Photo by Getúlio Moraes
Giordano’s just turned pain at the pump into a clean value play. The Chicago-based, 60-unit chain will knock dollars off loyalty members’ pizza orders equal to the average price of a gallon of regular gas in Chicago. The offer is updated weekly and tied to AAA’s benchmark, so the savings rise and fall with the pump.
The timing lines up with real pressure on motorists. AAA put the national average at $4.56 per gallon as of May 20, 2026, and flagged volatility tied to geopolitical pressures and supply concerns. Weekly data from YCharts showed Chicago retailers averaging $4.92 per gallon during the week of May 4, 2026, placing the city among the higher-cost markets. Giordano’s is pitching the deal as a direct answer to sticker shock, a way to keep casual dining visits in play as budgets tighten.
Here is how it works. The “Summer Savings - Save a Gallon” promotion runs through Labor Day. Loyalty members place an order of at least $15 online or in the app, and it must include one of the chain’s signature Stuffed Deep Dish, Thin Crust or Tavern-Style pizzas. Each Monday, the system pulls the current Chicago average for a gallon of regular from AAA and takes that same dollar amount off the pizza subtotal.
The external metric keeps the math transparent. The weekly cadence keeps it simple for guests and staff. There is no cap on how many times a member can redeem, which also boosts app engagement.
Nick Scarpino, CEO of Giordano’s, called the move “our way of giving guests a little extra value while still enjoying the pizza traditions they love,” framing it as part of a broader value push. Competitors are testing similar relief plays. Snooze Eatery has discounted brunch checks by the state’s gas average, and Arby’s, Subway and Cracker Barrel have each tied cost-relief promotions to local pump prices to support traffic as diners watch their spend. Industry watchers see a wider shift as brands bake macro pressure points into pricing and promotions.

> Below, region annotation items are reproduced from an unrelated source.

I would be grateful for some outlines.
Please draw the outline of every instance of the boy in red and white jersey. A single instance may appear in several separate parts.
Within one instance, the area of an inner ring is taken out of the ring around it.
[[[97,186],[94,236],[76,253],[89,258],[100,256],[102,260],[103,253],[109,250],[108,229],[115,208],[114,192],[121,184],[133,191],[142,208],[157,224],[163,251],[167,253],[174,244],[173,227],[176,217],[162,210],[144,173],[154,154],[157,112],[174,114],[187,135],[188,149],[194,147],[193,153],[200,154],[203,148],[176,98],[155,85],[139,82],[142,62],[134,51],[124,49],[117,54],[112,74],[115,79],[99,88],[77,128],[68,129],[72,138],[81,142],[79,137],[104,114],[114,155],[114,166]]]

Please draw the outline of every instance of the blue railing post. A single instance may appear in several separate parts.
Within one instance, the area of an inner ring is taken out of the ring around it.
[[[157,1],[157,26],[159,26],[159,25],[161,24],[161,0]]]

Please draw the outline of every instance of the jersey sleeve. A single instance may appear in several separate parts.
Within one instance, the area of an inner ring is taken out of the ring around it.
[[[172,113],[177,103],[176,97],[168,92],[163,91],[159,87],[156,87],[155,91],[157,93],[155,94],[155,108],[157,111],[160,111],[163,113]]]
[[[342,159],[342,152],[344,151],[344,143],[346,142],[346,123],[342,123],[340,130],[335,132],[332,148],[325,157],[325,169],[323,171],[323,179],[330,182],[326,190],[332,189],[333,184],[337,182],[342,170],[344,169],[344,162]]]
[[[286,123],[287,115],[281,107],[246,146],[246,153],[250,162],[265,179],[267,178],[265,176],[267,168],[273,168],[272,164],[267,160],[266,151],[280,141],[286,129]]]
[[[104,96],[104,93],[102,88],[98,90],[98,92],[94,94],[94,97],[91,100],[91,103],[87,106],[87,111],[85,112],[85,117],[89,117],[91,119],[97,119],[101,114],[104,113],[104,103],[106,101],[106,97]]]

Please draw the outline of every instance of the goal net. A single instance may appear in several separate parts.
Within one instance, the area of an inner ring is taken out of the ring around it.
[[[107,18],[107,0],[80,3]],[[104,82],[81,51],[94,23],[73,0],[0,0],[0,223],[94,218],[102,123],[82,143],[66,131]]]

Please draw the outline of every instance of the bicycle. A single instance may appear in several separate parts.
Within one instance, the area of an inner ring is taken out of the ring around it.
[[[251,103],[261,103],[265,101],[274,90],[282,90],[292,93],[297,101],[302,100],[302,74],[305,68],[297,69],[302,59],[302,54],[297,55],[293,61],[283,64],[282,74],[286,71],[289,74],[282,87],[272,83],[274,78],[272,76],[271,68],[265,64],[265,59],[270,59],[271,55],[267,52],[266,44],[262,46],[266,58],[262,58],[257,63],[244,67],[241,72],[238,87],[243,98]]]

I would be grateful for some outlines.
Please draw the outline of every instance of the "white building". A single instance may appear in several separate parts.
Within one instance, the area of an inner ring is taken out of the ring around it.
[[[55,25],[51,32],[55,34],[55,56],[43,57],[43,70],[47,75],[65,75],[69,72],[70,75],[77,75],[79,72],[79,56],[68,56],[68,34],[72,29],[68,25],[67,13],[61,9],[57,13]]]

Gas prices do not just shape road trips. They move restaurant traffic. Data from Black Box Intelligence shows that when national gas prices exceed $3.50 per gallon, casual dining same-store traffic growth historically falls by an average of 2.4 percent, with deeper declines when prices surpass $3.80. Quick service and fast casual often see gains in those stretches as customers trade down, which widens the gap between segments. Analysis by BTIG suggests short-term consumer retrenchment when pump prices hit the $4 to $5 range, though long-term correlations remain mixed. That mix favors flexible offers that communicate value in real time.
Open questions hang over the payoff. If fuel prices stabilize or slide, the weekly discount shrinks, which could dull the hook. If orders skew to lower-priced pizza formats, average checks may not cover promotional costs. Limiting the deal to loyalty members concentrates the benefit on repeat guests, but it may miss occasional visitors who also want relief.
Giordano’s has not shared targets for incremental sales or promo costs. The $15 threshold and focus on high-margin pizzas suggest a plan to protect profitability, with some customer acquisition spend justified by new sign-ups, bigger checks and more frequent visits during the run.
Watch two things as summer rolls on. The pump, since each Monday’s AAA print sets the number. And the app, since member uptake will tell us whether fuel-pegged value can hold casual dining share when wallets get cautious.